Dish Shares Dip After ‘Sell’ Rating

Dish stock fell nearly 4% Monday after MoffettNathanson principal and senior analyst Craig Moffett downgraded the shares to “sell,” adding in a note to clients that despite some recent signs of improvement, the only positive path for the satellite giant would be a sale of its wireless spectrum.

Dish stock was as low as $33.88 per share in early trading Aug. 13 (down $1.29 each or 3.7%) but rallied later to trade at $34.61 each, down 56 cents per share or 1.6%. The stock closed Aug. 13 at $35 each, down 17 cents or 0.5% per share.

Moffett, who also reduced his 12-month price target on the stock to $29 per share, placed a “sell” rating on the stock since June 2016, upgrading shares to “neutral” in March  of this year, after it appeared the stock had bottomed out after a series of declines.

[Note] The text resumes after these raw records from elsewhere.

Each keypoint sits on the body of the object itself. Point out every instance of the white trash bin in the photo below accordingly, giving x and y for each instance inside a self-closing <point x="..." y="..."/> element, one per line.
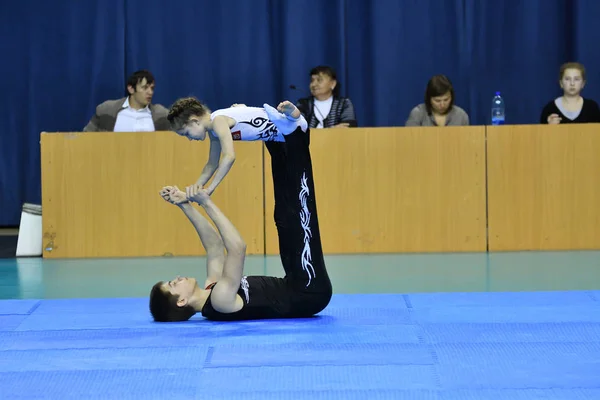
<point x="29" y="242"/>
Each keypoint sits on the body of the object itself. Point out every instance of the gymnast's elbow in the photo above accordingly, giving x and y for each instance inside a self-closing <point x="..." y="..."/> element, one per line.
<point x="228" y="158"/>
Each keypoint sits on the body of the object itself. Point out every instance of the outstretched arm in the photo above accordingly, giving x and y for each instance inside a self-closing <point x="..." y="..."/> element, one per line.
<point x="215" y="251"/>
<point x="226" y="150"/>
<point x="212" y="163"/>
<point x="224" y="294"/>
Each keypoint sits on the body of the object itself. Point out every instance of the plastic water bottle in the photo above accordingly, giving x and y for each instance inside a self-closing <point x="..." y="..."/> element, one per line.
<point x="498" y="110"/>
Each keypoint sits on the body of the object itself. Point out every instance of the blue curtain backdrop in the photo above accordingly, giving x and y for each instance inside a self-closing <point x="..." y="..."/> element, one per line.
<point x="62" y="58"/>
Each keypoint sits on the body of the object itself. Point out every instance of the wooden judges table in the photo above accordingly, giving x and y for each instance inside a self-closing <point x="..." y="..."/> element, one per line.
<point x="378" y="190"/>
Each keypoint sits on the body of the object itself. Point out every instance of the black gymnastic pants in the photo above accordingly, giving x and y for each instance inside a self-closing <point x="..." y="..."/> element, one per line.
<point x="297" y="223"/>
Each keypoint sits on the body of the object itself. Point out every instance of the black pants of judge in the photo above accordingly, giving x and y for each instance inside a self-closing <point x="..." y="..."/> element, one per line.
<point x="297" y="223"/>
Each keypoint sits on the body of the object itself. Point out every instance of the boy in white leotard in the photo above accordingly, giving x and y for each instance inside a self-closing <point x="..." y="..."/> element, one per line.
<point x="191" y="118"/>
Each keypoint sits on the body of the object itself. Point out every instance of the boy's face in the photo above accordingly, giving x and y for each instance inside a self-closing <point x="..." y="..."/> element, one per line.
<point x="182" y="287"/>
<point x="193" y="130"/>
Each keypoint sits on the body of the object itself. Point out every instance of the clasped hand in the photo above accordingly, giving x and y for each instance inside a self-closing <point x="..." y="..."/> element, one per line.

Dish shares were down 30% in the first six months of this year, but gained some ground earlier this month after the company showed some improved subscriber metrics in Q2– its satellite net customer losses were less than the prior year and churn improved. That resulted in an almost 23% rise in the Dish’s share price between Aug. 2 and Aug.9.

Moffett acknowledged that Dish’s Q2 results were “genuinely better,” but added it may be short-lived.

Dish, Moffett noted, is “bewilderingly complex,” adding that while the company is moving ahead with plans to build out its wireless spectrum, there are a dizzying number of scenarios that could play out, including several different ways to build out the network, selling spectrum at high and low prices and potential regulatory wins and losses tied to that buildout.

“We further observed that all that complexity can be boiled down to one simple proposition: a spectrum sale (and at a price above which is already implied in Dish’s stock price) is the ONLY positive scenario for the stock,” Moffett wrote. “EVERY other scenario, including every variation on a network buildout, is a negative. Unfortunately, those ‘other’ scenarios have only gotten more likely.”